Starting at the very beginning, is understanding propulsion. Propulsion can be broken down into two phases: push phase and recovery phase. In the photo below you can see the two phases highlighted. The push phase first begins when the hand contacts the push rim and continues until the hand is released from the push rim. The recovery phase occurs when the hand is first released until the hand makes first contact again with the push rim.
These are the two phases, but how the individual moves through these two phases can vary. Below is a photo showing a few different types of propulsion techniques. These techniques may be confusing to look at in a photo, so you can also click this link to watch a video discussing the optimal push technique. This optimal technique, called the semi-circular technique, is discussed in the PVA clinical practice guideline for shoulder preservation referenced at the end. We will discuss propulsion technique further in the next blogs, but for today we will go back to the two phases of propulsion. During each phase, different muscles will be required or activated.
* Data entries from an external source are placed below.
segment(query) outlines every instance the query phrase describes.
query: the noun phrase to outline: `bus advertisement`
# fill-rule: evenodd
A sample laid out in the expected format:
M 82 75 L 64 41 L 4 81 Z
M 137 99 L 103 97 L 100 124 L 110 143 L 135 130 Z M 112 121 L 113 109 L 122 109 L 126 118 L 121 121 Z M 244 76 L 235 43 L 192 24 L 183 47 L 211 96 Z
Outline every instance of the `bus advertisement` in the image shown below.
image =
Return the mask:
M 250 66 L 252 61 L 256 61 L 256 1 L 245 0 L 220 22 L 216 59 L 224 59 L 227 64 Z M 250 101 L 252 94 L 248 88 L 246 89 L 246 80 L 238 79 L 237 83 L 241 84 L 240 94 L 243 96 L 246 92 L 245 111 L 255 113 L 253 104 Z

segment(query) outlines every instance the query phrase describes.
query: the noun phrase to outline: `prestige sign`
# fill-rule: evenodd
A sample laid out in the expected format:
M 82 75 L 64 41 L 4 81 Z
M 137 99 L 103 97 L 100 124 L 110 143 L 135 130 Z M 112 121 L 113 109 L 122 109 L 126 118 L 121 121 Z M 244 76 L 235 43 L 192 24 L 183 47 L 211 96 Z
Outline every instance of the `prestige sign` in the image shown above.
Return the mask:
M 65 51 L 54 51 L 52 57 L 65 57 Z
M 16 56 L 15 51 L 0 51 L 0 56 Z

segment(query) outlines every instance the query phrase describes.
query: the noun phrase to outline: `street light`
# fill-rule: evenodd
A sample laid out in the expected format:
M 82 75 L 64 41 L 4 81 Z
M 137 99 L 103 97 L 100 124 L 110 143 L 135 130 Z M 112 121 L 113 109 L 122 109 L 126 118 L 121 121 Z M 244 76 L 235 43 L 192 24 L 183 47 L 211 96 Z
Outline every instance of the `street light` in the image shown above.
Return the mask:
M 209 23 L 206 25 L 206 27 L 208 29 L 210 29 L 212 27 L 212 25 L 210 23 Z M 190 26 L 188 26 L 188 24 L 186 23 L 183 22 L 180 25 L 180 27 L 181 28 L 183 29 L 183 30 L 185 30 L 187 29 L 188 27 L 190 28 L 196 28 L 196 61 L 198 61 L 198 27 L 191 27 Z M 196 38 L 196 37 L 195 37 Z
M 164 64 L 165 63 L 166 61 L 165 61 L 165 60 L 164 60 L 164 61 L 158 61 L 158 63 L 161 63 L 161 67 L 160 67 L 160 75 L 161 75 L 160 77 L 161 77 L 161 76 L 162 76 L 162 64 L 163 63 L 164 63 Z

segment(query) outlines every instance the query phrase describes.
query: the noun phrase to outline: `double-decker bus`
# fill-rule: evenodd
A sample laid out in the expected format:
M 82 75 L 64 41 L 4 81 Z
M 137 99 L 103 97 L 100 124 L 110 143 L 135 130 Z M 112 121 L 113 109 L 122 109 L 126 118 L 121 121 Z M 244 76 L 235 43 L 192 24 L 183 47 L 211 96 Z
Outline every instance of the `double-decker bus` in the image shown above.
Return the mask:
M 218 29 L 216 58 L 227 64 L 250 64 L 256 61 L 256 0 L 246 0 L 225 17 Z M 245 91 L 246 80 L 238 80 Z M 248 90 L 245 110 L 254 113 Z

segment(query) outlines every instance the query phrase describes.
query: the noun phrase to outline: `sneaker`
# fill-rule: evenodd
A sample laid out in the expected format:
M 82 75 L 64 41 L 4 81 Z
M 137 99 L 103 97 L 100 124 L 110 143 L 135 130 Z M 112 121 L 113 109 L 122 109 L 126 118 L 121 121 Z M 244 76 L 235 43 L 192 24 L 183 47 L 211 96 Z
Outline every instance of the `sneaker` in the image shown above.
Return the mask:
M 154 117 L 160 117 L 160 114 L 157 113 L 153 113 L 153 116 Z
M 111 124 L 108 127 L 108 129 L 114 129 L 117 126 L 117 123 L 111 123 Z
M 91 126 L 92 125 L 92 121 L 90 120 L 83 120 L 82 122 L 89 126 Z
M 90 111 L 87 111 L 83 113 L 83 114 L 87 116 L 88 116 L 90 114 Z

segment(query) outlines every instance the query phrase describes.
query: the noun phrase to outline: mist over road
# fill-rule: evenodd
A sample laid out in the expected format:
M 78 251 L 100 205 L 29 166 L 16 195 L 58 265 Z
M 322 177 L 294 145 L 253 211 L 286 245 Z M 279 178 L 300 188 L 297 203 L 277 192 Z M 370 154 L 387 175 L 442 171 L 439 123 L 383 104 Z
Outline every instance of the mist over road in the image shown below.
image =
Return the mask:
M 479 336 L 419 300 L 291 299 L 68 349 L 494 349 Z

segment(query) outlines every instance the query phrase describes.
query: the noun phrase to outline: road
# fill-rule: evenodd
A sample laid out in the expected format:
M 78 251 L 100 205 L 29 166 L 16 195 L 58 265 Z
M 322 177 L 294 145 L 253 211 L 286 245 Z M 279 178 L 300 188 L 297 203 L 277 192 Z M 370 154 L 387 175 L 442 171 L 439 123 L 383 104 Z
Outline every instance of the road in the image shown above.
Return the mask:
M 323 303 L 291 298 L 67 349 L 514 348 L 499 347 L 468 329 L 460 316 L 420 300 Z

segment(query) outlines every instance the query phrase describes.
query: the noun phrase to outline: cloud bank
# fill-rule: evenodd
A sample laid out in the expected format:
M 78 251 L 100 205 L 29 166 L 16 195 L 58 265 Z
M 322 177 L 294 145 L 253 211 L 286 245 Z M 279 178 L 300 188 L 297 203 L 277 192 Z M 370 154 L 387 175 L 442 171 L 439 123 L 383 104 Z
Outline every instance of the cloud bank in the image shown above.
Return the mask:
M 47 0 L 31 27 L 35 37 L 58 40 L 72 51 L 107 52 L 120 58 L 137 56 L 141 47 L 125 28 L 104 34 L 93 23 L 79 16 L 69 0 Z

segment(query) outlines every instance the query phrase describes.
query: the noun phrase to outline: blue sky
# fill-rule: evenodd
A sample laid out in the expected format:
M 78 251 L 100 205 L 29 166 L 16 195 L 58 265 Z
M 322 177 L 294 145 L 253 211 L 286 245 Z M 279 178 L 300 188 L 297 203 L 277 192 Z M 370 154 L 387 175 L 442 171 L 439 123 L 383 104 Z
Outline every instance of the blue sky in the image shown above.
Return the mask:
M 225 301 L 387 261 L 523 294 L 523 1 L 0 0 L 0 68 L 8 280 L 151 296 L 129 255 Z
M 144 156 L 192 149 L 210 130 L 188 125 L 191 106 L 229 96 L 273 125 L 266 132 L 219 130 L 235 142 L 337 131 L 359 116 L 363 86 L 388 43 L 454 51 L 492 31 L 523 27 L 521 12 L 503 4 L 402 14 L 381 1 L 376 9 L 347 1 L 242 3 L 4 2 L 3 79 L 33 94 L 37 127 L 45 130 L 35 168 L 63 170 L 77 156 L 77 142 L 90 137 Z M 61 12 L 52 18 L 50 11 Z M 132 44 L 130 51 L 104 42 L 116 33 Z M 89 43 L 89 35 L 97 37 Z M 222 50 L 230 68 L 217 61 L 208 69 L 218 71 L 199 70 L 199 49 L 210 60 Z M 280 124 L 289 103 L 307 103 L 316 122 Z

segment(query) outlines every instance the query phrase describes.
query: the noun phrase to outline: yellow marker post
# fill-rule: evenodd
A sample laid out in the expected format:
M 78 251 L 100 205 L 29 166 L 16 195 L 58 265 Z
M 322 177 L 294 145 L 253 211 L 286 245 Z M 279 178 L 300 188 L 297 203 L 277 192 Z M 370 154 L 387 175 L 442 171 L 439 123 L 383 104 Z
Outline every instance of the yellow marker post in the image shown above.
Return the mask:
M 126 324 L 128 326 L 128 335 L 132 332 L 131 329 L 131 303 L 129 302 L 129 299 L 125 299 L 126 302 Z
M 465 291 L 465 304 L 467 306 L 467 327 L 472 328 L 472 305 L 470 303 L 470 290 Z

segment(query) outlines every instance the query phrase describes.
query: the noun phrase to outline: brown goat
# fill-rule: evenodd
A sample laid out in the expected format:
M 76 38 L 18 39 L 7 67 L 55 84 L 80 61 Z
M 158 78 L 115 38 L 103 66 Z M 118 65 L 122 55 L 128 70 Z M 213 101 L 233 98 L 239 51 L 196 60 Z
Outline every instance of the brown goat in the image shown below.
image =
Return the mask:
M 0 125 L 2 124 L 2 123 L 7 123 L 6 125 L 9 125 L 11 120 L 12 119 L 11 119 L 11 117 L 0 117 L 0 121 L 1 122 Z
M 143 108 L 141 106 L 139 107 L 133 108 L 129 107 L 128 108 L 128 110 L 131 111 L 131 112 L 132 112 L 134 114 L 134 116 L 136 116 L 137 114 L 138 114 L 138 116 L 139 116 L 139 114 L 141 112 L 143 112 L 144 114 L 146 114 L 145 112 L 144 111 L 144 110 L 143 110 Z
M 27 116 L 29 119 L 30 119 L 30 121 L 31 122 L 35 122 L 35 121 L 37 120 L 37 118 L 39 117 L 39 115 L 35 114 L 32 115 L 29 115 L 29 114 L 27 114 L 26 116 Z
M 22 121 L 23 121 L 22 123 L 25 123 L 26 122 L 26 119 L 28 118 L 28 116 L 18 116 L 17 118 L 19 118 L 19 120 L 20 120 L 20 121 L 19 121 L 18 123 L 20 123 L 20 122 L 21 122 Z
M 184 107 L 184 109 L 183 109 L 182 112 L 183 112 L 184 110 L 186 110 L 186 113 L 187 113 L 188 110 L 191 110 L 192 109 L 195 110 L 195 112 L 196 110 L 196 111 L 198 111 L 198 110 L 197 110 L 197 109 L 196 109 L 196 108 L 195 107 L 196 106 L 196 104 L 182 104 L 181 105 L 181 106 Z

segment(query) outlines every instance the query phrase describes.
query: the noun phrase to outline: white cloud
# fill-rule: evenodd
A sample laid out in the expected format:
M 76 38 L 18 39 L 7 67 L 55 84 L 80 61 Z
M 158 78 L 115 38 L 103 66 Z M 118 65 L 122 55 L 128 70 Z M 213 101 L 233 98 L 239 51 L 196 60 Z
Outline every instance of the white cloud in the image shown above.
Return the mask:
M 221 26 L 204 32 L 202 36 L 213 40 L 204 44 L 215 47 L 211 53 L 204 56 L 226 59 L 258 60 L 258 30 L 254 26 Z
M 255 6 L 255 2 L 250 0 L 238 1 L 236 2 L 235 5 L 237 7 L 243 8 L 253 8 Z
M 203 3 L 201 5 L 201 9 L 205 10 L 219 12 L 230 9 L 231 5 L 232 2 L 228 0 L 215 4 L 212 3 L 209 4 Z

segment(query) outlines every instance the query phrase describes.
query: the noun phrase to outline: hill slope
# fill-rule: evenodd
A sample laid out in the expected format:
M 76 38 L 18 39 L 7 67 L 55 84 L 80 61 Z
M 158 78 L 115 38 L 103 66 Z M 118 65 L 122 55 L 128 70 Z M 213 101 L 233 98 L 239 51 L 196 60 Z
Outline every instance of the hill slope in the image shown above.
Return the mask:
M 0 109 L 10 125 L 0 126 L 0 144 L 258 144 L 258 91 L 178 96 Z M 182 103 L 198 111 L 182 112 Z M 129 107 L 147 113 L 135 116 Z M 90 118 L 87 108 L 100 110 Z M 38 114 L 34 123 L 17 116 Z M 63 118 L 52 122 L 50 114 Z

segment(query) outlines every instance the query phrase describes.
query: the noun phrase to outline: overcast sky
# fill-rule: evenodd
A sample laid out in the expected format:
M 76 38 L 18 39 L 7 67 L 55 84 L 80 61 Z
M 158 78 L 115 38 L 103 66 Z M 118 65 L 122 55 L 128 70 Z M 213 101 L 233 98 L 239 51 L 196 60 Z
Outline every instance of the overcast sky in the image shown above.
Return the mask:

There are many studies looking into the activation of muscles during propulsion. This research can be challenging due to the inherent number of variables with testing. For today, we will look at a study by Mulroy and colleagues from 2004. This study looked at individuals with spinal cord injuries and found the following muscles were activated during each phase:
Anterior Deltoid, Pectoralis Major, Supraspinatus, Infraspinatus, Serratus Anterior, and Biceps
Middle and Posterior Deltoid, Supraspinatus, Subscapularis, Middle Trapezius, and Triceps
Look at the number of muscles involved in propulsion! What as a therapist, or end-user, are we doing to protect and strengthen the shoulder? We want to be sure that we are addressing the shoulder from the beginning whether this is through stretching, strengthening, positioning, modifications or education. This will vary for each individual based on their pain level, diagnosis, strength of each muscle, etc… It is best to have an individual program designed by a therapist to ensure that the end-user is safe.